Figure 4.. Computational redesign and more complex folds improve catalysis.

(A) Computational pipeline for redesign of r3-win. (B,C,D) k_cat (B), K_m (C), and k_cat/K_m (D) of parent r3-win compared to computational redesigns. (E,F,G) Structural superposition of design model and crystal structure of r4-win1 (E), r4-win31 (F), and (G) r4-dadt1 with 2Fo-Fc map shown at 1σ. (H,I,J,K) Design models (H,J) and Michaelis-Menten plots (I,K) for active designs with distinct folds. (L) Chemical and structural comparison of n and n+1 oxyanion hole motifs. (M) Design model of r6-momi that utilizes two backbone amide oxyanion hole contacts, one from an n+1 backbone amide. (N) Michaelis-Menten plot for r6-momi with 4MU-PhAc. Error bars represent standard deviation of three technical replicates.

Figure 5.. PLACER ensembles reveal geometric determinants of catalysis.

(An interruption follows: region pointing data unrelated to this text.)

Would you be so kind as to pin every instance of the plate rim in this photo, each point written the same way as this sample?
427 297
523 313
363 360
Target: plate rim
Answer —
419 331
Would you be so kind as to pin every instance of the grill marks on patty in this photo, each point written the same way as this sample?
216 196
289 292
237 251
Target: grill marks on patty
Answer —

(A) Frequencies of catalytic Ser-His H-bond formation in PLACER ensembles for each reaction step, grouped by experimental outcome. (B) Apo PLACER ensembles of representative inactive (top) and acylating (bottom) designs. (C) Median angle (α) between serine Oγ, histidine Nϵ and Cϵ across PLACER ensembles of inactive and acylating designs. (D) Apo PLACER ensembles of representative inactive (top) and acylating (bottom) designs, angle indicates median α. (E) AEI PLACER ensemble H-bond frequencies for designs that undergo acylation or full turnover. (F) PLACER ensembles of the apo state for an acylating (top) and multiple turnover design (bottom). (G) PLACER ensembles of the AEI state for a representative design that undergoes acylation (top) and a design that catalyzes turnover (bottom). Measurements shown represent median distances (Å) of key H-bonds indicated for each ensemble and percentages represent frequency of H-bond formation across all PLACER trajectories. (H) Newman projections of serine g+ and g− rotameric states (left). (I) PLACER ensembles of an acylating design (top) and a design that catalyzes turnover (bottom). (J) Median serine χ₁ angle across TI1 and AEI state PLACER ensembles for designs that catalyze acylation or turnover (left) and for the same designs grouped by number of oxyanion hole H-bonds. (K) AEI state PLACER ensembles for r3-win, r4-win1, r4-win31, and r4-dadt1, with percent of frames with correct oxyanion hole rotamer, Ser χ₁ angle, and catalytic Ser-His H-bond distance shown. Boxplots represent median, upper and lower quartiles; whiskers extend 1.5×IQR above and below the upper and lower quartiles (respectively). Observations falling outside these ranges plotted as outliers.